Tra le Regioni più virtuose, come detto, c’è il Lazio. E l’assessore alla Sanità della Regione, Alessio D’Amato, sulla Stampa ha risposto indirettamente a Gallera sostenendo che «nel Lazio le ferie dei medici non costituiscono un problema» in quanto «da noi si lavora 24 ore al giorno, 365 giorni all’anno. È così ormai dal 29 gennaio scorso, quando ricoverammo i primi pazienti in Italia, la coppia di cinesi in vacanza nel nostro Paese».
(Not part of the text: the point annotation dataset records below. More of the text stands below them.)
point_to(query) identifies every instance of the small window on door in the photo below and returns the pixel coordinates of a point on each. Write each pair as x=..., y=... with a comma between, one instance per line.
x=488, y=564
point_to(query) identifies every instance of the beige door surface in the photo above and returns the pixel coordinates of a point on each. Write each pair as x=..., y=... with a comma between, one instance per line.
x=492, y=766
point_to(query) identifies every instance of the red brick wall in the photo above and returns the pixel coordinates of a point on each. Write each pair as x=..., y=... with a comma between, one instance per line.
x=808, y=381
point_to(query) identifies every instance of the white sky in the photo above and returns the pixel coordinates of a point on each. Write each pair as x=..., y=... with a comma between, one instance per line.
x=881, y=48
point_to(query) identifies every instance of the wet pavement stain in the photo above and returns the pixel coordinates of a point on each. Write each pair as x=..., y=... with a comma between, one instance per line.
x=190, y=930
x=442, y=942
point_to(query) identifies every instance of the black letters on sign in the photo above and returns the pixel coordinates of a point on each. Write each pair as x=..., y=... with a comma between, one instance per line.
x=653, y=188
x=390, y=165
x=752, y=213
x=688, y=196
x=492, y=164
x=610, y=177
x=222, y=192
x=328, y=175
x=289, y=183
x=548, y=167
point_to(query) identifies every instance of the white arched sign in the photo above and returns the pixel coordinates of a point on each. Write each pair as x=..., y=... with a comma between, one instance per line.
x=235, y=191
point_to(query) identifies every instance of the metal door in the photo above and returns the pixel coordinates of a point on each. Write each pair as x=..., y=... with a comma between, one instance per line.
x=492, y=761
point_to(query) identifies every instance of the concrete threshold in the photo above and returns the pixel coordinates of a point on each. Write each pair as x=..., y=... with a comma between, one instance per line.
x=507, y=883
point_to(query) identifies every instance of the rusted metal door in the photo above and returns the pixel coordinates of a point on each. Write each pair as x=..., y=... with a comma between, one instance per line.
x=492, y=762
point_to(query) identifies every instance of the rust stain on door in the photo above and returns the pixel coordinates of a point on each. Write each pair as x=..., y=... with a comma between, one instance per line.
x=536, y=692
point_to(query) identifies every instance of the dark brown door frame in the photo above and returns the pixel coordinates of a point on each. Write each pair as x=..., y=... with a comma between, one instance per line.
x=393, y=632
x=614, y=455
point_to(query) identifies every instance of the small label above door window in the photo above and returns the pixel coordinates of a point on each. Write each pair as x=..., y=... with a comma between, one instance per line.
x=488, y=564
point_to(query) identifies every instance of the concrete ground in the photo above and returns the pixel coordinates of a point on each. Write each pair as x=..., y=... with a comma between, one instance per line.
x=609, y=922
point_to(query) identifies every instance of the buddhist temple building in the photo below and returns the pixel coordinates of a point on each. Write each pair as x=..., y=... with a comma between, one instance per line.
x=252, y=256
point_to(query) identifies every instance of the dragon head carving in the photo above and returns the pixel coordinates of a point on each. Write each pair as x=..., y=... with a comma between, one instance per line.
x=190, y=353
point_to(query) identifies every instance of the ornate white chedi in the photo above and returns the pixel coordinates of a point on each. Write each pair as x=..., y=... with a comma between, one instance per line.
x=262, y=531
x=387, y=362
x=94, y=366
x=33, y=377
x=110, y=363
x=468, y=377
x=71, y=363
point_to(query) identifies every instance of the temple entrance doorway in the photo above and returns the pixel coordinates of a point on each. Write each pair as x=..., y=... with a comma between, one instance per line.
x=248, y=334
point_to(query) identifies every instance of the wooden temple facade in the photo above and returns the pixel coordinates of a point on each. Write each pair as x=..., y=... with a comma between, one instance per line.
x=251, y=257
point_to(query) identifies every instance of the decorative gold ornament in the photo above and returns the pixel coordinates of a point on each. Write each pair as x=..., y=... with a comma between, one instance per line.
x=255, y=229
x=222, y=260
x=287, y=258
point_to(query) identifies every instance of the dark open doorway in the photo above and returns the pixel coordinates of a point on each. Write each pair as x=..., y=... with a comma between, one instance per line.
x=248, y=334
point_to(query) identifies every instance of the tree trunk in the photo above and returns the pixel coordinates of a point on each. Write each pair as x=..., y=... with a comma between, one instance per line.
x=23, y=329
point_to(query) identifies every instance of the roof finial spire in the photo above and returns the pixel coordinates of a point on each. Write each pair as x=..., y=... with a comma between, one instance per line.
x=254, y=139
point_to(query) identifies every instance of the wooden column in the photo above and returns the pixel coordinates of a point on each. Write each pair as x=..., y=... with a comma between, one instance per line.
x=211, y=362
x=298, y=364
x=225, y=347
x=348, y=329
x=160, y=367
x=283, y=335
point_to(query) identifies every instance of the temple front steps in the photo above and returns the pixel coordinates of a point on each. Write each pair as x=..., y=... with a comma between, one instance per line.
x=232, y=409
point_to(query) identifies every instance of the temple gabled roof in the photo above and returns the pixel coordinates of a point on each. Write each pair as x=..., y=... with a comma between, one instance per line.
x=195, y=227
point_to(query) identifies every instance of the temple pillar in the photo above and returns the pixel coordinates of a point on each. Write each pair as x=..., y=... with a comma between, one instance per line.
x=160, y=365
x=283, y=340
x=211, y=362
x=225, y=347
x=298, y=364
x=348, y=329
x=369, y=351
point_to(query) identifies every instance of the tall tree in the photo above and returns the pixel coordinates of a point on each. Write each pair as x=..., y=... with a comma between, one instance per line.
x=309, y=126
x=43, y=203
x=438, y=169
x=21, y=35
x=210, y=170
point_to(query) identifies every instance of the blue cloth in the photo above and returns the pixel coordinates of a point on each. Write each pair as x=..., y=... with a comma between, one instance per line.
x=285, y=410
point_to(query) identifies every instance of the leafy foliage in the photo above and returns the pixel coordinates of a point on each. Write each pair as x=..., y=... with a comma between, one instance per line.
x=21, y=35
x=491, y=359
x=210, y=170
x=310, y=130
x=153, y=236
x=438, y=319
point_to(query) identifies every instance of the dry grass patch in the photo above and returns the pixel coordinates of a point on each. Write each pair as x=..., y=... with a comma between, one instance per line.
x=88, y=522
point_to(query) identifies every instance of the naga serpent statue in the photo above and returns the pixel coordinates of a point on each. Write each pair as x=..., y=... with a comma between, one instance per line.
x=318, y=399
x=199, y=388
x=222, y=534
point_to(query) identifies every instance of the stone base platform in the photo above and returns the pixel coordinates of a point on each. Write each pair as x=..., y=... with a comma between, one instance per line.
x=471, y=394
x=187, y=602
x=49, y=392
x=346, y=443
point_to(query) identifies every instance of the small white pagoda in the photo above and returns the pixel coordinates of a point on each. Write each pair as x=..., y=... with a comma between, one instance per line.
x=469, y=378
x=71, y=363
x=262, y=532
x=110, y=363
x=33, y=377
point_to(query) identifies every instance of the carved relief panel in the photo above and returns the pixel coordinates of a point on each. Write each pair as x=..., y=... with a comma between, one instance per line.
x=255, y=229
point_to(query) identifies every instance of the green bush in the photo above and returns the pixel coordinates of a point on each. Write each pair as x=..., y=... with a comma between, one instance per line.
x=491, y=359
Ma se nel Lazio le cose sembrano andar bene, in questi giorni sono emerse alcune criticità, come sottolinea Pina Onotri, Segretario Generale del Sindacato Medici Italiani: «Ci giungono notizie che in Italia, in diverse regioni, si fa fatica a somministrare a causa della carenza di personale sanitario. In vari territori emergono problemi organizzativi per le vaccinazioni», mentre «in alcune regioni medici sono costretti a somministrare le dosi anche fuori dall’orario di lavoro».
Per questo, il Segretario SMI propone di «affidare la campagna vaccinale anti-Covid ai medici precari del Sistema Sanitario Nazionale o ai medici di medicina generale che, compatibilmente con la propria attività ordinaria, danno la propria disponibilità e tra questi sicuramente i medici di continuità assistenziale, i medici dei servizi a completamento orario o ai medici di assistenza primaria compatibili. Questo servirebbe ad aumentare, in tutto il Paese, le possibilità di vaccinarsi, in tempi rapidi, contro il coronavirus».
«Un grossolano errore è stato quello di affidare il reclutamento del personale ad Agenzie di somministrazione lavoro, un inutile e costoso ulteriore ostacolo burocratico tra Governo e Regioni. Con i 25 milioni spesi si potevano pagare gli specializzandi, allargando la platea dei possibili vaccinatori». Così, su Facebook, Carlo Palermo, segretario nazionale Anaao (il principale sindacato dei medici ospedalieri): «La campagna vaccinale stenta a decollare in alcune aree del nostro Paese – afferma Palermo -. Si chiama ‘federalismo vaccinale’, alcune regioni fanno bene, altre vanno male: dipende in genere dallo stato dei loro Dipartimenti di igiene e prevenzione, alcuni sono in coma per i tagli di personale degli ultimi 10 anni. Comunque, consideriamo che le dosi settimanali a noi destinate (470 mila) sono state consegnate dalla Pfizer a Capodanno e che siamo in un periodo di ferie per cui il personale almeno nei servizi territoriali è ridotto». Per il medico, «il problema vero è che con le attuali dosi settimanali impiegheremmo anni per vaccinare quel 70% della popolazione necessario per ottenere la cosiddetta immunità di gregge, ammesso che i vaccini la conferiscano».
«Personale in ferie in Lombardia? Infermieri e medici sono pronti a velocizzare la campagna vaccinale, come lo sono sempre stati in questi undici mesi di emergenza, ma sono troppo pochi e occorrono nuove assunzioni. Respingiamo al mittente la responsabilità della lentezza nella somministrazione del vaccino anti Covid: se una regione è disorganizzata, non passi nè ora nè mai questo attacco ai danni di chi si sta adoperando allo stremo delle forze per fronteggiare la pandemia, peraltro non vedendosi corrisposto alcun incentivo. Non dimentichiamo che infermieri e medici si stanno ancora ammalando in tutta Italia, e alcuni muoiono. Così Giuseppe Carbone, segretario generale nazionale della Fials, commenta la campagna vaccinale che procede a rilento in tutta Italia.